Paolo Lebas

Personal information
- Full name: Paolo Lebas Da Silva
- Date of birth: 20 April 2003 (age 23)
- Place of birth: Tourcoing, France
- Height: 1.83 m (6 ft 0 in)
- Position: Defensive midfielder

Team information
- Current team: Lucciana
- Number: 13

Youth career
- 2011–2013: Neuville-en-Ferrain
- 2013–2021: Ajaccio

Senior career*
- Years: Team / Apps / (Gls)
- 2021–2023: Ajaccio B / 45 / (4)
- 2021–2023: Ajaccio / 2 / (0)
- 2023–2025: Bastia B / 45 / (0)
- 2025–2026: Nîmes / 0 / (0)
- 2026–: Lucciana / 0 / (0)

= Paolo Lebas =

French footballer (born 2003)

Paolo Lebas Da Silva (born 20 April 2003), known as Paolo Lebas, is a French professional footballer who plays as a defensive midfielder for Championnat National 3 club Lucianna.

== Club career ==
On 18 October 2021, Lebas made his debut for Ajaccio as a substitute in a 2–0 Ligue 2 win over Nîmes. He made his Ligue 1 debut with the club in 2–0 defeat to Nantes on 5 February 2023, coming off the bench.

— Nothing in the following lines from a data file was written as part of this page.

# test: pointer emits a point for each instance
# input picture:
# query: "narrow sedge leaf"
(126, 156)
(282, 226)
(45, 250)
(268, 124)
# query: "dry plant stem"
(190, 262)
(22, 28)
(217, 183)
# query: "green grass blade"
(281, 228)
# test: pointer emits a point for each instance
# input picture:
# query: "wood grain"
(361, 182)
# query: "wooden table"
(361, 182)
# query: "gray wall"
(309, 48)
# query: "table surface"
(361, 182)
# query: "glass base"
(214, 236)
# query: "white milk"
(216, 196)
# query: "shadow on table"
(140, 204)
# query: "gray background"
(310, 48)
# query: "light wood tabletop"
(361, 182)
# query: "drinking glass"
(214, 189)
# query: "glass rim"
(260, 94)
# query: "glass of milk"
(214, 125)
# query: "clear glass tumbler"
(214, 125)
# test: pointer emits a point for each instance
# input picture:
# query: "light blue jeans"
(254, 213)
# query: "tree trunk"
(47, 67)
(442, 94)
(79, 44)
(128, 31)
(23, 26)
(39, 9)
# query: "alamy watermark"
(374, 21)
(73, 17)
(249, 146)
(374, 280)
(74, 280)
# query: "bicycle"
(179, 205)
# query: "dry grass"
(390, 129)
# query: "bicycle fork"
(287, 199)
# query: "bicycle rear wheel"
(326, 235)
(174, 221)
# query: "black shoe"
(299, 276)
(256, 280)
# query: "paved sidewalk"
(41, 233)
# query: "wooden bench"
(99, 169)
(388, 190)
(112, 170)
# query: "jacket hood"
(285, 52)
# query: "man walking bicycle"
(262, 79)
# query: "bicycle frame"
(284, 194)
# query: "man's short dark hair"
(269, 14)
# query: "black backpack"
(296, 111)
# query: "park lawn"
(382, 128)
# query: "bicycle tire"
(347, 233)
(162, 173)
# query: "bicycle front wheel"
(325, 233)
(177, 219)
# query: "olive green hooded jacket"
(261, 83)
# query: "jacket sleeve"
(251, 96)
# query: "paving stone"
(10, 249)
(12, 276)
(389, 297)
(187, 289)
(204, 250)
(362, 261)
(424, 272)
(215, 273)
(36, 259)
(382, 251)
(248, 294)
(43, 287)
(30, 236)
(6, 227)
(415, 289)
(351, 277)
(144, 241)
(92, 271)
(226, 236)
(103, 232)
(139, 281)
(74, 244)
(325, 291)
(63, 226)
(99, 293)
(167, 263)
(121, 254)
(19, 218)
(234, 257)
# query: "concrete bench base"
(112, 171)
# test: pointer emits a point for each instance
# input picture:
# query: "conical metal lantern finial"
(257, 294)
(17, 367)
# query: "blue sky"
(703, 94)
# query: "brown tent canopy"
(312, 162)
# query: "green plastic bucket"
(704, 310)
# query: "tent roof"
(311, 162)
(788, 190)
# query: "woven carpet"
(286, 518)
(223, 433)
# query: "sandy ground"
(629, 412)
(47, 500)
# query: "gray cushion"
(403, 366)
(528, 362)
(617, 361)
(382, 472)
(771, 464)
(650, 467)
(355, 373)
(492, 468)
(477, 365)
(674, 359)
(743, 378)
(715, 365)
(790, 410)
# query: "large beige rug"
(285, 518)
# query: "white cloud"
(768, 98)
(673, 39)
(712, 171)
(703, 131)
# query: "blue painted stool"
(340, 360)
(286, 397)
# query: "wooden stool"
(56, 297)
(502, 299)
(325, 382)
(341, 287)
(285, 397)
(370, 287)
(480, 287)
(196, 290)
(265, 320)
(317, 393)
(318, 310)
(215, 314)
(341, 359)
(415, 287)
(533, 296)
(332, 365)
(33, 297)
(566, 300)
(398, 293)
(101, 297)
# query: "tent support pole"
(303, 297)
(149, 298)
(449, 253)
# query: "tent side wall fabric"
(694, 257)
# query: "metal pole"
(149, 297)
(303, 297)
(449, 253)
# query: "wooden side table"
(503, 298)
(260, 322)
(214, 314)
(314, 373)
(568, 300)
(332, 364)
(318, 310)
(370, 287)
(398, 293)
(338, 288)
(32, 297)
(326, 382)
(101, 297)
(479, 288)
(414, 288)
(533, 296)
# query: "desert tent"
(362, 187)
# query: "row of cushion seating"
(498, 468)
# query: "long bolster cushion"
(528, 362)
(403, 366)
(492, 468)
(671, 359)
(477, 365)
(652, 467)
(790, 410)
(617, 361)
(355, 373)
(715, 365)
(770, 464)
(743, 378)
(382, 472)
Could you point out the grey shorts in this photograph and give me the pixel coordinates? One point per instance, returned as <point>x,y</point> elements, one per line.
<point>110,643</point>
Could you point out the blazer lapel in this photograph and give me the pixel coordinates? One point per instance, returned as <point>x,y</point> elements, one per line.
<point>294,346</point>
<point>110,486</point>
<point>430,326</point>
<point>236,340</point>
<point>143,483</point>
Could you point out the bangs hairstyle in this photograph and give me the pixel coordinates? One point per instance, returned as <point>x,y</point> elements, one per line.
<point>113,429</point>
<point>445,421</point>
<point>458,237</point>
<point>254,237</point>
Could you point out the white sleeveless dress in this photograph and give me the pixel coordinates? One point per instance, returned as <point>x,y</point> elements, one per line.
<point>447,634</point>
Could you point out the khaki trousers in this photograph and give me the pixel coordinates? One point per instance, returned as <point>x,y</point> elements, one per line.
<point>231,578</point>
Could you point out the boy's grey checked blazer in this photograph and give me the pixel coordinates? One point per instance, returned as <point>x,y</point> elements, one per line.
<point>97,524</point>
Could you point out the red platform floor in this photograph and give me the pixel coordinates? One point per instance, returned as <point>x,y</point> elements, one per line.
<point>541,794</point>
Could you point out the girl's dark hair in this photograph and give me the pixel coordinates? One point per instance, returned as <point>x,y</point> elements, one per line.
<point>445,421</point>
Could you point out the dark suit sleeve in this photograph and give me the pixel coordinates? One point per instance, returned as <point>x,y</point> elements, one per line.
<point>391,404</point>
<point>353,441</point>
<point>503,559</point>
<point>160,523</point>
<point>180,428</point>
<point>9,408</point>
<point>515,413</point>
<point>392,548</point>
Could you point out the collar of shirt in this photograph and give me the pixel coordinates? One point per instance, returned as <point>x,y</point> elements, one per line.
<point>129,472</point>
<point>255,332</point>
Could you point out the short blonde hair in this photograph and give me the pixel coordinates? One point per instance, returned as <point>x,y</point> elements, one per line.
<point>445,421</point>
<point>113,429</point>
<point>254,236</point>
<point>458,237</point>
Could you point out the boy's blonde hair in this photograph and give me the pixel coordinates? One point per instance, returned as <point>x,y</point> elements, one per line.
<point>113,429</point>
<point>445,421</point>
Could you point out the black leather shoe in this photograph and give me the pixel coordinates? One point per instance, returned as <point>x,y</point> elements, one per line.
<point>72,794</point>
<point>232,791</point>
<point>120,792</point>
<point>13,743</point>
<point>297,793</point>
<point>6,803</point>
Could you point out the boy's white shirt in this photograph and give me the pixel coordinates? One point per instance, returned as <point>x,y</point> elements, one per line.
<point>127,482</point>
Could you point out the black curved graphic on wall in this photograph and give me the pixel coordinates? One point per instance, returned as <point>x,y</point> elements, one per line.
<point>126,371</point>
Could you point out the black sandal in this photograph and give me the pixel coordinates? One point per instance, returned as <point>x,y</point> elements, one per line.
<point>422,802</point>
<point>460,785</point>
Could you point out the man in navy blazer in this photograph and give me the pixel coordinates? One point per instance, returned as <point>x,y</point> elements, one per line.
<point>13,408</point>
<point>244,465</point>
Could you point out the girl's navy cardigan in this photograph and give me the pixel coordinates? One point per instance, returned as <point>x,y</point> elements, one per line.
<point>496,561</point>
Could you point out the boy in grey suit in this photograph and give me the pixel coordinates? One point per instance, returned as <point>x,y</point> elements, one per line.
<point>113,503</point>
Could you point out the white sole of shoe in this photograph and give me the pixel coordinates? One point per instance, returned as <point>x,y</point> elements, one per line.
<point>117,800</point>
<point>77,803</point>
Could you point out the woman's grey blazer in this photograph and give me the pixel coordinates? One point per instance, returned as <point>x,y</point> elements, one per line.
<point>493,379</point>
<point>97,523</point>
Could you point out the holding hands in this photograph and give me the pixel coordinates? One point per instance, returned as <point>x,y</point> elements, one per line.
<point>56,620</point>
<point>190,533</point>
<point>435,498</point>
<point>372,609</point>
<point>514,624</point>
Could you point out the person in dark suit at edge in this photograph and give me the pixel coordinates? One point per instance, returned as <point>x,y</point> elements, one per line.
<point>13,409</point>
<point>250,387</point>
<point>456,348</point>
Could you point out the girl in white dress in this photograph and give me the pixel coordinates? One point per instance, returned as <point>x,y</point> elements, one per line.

== International career ==
In May and June 2018, Lebas was called up by the Portugal U15 national team. In December 2018, he received two call-ups; one for the France U16 national team, and another for the Portugal U16 national team. He would eventually join up with France to complete a three-day program at INF Clairefontaine. Lebas would continue to be called up by Portugal until April 2019, when he suffered an injury that hindered his career.

== Personal life ==
Lebas was born in France to a French father and Portuguese mother. His brother Victor is also a footballer.